Когда она вернулась, Ман Сингх увидел у неё в руке золотой браслет.
— Это браслет Суманмохини. Я совершенно забыла, что он у меня.
— Как он попал к тебе? — удивился Ман Сингх.
И Мриганаяни рассказала всё, как было.
— А почему ты только сегодня вспомнила о нём? Ведь прошло уже несколько месяцев.
— Сама не знаю.
Помолчав немного, Ман Сингх спросил:
— И что ты думаешь с ним делать?
— Вернуть его старшей рани.
— Это очень опрометчиво с твоей стороны, могут быть большие неприятности.
— Но я не могу оставить его у себя.
— Ты, видимо, думаешь, что Суманмохини оценит твоё благородство? Послушайся моего совета, забрось браслет подальше. Иначе Суманмохини всем расскажет, что ты украла его.
— Пусть говорит что угодно, лишь бы совесть у меня была чиста!
— Ну что ж, поступай как знаешь! Но помни, что я предупреждал тебя!
46
На следующий день Ман Сингху доложили, что с юго-запада на Гвалиор движется Сикандар Лоди. И радже, к великому его огорчению, пришлось отложить на неопределённое время и музыку, и постройку дворца.
Горожан охватила паника. Те, кто побогаче, забрали детей и имущество и перебрались в крепость. Крестьян же и мастеровых в крепость не пускали, поэтому одни из них остались в городе, другие ушли в леса.

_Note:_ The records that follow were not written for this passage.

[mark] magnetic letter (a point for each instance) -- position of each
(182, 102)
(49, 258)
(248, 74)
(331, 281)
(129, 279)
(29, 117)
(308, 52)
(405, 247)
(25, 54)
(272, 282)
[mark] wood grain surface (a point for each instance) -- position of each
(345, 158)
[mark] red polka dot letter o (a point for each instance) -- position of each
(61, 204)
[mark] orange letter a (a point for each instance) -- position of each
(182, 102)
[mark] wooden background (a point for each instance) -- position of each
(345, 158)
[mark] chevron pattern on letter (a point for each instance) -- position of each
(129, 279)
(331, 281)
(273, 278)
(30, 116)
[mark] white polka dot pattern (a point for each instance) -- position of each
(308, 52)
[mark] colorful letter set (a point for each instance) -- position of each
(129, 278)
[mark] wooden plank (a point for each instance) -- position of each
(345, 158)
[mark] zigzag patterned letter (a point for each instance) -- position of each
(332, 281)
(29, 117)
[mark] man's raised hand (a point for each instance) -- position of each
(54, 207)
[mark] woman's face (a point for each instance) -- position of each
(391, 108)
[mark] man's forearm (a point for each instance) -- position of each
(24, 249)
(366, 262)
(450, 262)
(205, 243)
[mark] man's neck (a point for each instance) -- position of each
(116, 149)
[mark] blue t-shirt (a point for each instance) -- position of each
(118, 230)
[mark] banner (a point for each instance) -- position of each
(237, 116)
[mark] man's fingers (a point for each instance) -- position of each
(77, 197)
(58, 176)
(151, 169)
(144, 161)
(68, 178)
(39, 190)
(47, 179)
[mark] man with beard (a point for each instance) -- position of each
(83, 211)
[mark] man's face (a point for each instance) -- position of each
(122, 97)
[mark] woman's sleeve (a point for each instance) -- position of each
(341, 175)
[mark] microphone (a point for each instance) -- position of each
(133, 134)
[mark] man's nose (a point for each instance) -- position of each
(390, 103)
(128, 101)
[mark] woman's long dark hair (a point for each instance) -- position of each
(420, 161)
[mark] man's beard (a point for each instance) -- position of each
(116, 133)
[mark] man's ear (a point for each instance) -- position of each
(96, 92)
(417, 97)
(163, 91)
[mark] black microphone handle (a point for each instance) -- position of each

Хотя лет десять назад Ман Сингх сумел дать достойный отпор падишаху Дели — Сикандару, и падишаху, как и его отцу Бахлолу, пришлось ни с чем вернуться восвояси, гвалиорцы совсем пали духом.
— Раджа всё своё время тратит на танцы и музыку, а на подготовку к войне у него не остаётся ни минуты, — говорили одни.
— Где ему думать о тюрках, — поддакивали другие, — когда по ночам он развлекается, а днём спит!
— Он не заботится об охране границ! — возмущались третьи.
— Для него главное — новый дворец, как будто старого ему мало.
— В Гвалиоре не осталось хороших лучников!
— Захватят тюрки крепость и сделают всех нас своими рабами.
— Томары курят опиум.
— Женившись на новой рани, раджа потерял всё своё мужество. Единственная надежда теперь на Нихал Сингха!
— Если сам раджа ни о чём не думает, чего ждать от его приближённых.
Но нашлись среди горожан и такие, которые верили в победу.
— Нет, раджа не станет сидеть сложа руки! Вот увидите, он сумеет встретить врага как надо, тюркам снова придётся повернуть назад! — говорили они.
Все прибывающие толпы беженцев заставили Ман Сингха всерьёз взяться за дело. Отправив в горы и ущелья конные отряды и повелев им во что бы то ни стало задержать Сикандара на подступах к Гвалиору, раджа проверил склады с оружием и увеличил войско. Его посланцы ходили из дома в дом и заверяли оставшихся в городе, что враг получит достойный отпор.